Felt better today overall, or at least not bad. I wager that having a good bulk of the work involve reading through documentation and trying to learn new techniques helped significantly to break up the accrescence of the sadness. For now, as long as I am able to focus on what’s right in front of me, the abscess is a little bit easier to ignore.

02032025

Took a pill in the morning after I awoke and worked calmly and continuously until now. It’s the most productive I’ve felt in years, without exaggeration. I feel like I could continue going for much longer. Dark before I knew it. I spent the entire day cleaning up, formatting, and documenting a bunch of code from Work, and setting up a project containing common resources and code that I’ll be able to use as a foundation for stuff moving forward. It’s good. Being able to just work in Gamemaker again for extended periods of time has helped my motivation a lot, and I feel like I’ve made a breakthrough, even if it’s just temporary. Should see if the doctor can prescribe me some.

I’ve been feeling pretty sad though in general.
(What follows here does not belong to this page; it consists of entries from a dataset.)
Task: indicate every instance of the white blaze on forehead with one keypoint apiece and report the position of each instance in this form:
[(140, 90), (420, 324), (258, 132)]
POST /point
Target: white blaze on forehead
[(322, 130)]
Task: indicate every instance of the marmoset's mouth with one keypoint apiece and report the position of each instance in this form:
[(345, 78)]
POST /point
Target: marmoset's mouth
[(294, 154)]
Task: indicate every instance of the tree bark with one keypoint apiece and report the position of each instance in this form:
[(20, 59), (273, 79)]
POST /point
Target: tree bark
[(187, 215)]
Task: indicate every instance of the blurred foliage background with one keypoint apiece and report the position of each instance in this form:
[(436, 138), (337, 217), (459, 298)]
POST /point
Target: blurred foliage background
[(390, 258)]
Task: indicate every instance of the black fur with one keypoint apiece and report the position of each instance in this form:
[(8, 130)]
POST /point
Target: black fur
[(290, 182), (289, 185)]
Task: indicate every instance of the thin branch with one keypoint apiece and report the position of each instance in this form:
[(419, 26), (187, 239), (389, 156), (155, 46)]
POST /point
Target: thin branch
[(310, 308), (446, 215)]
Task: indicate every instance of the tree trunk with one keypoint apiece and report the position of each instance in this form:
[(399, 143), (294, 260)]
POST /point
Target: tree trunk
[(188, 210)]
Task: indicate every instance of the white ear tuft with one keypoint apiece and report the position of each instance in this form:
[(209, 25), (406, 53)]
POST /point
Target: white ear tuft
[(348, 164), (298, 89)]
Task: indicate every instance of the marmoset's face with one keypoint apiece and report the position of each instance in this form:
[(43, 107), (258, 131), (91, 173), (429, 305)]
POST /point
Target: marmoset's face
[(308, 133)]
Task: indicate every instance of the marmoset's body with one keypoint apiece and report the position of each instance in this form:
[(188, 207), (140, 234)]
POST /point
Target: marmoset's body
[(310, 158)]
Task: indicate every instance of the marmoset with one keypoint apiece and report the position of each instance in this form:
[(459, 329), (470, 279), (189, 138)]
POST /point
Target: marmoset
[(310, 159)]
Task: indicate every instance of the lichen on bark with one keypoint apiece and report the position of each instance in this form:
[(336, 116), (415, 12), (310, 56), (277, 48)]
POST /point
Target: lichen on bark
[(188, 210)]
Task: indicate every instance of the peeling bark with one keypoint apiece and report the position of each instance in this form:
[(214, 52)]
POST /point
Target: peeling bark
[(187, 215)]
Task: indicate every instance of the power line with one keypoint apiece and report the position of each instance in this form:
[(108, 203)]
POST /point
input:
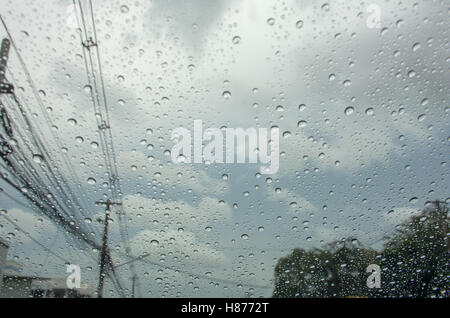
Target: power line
[(33, 239)]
It’s getting worse, I think. I missed service again this morning. Just didn’t wake up in time, although really, that’s just an excuse. It’s been over a month now. Sad is not the right word. Lent looms close. I feel an intense sense of absence all the time. Phantom shivers. Deep within my bones and in the flickers between synapses. The inescapable feeling that something has gone horribly, horribly wrong. That some part of me has vanished so quickly and suddenly the rest of my body hasn’t caught up yet. I’ve read accounts of shootings. You’re falling before you even realise something has ripped right through you. The body understands what the mind can’t, won’t. I’ve tripped and can’t get back up. Don’t want to get back up. It’s a new feeling, I think. From a place beyond myself. Apart from me.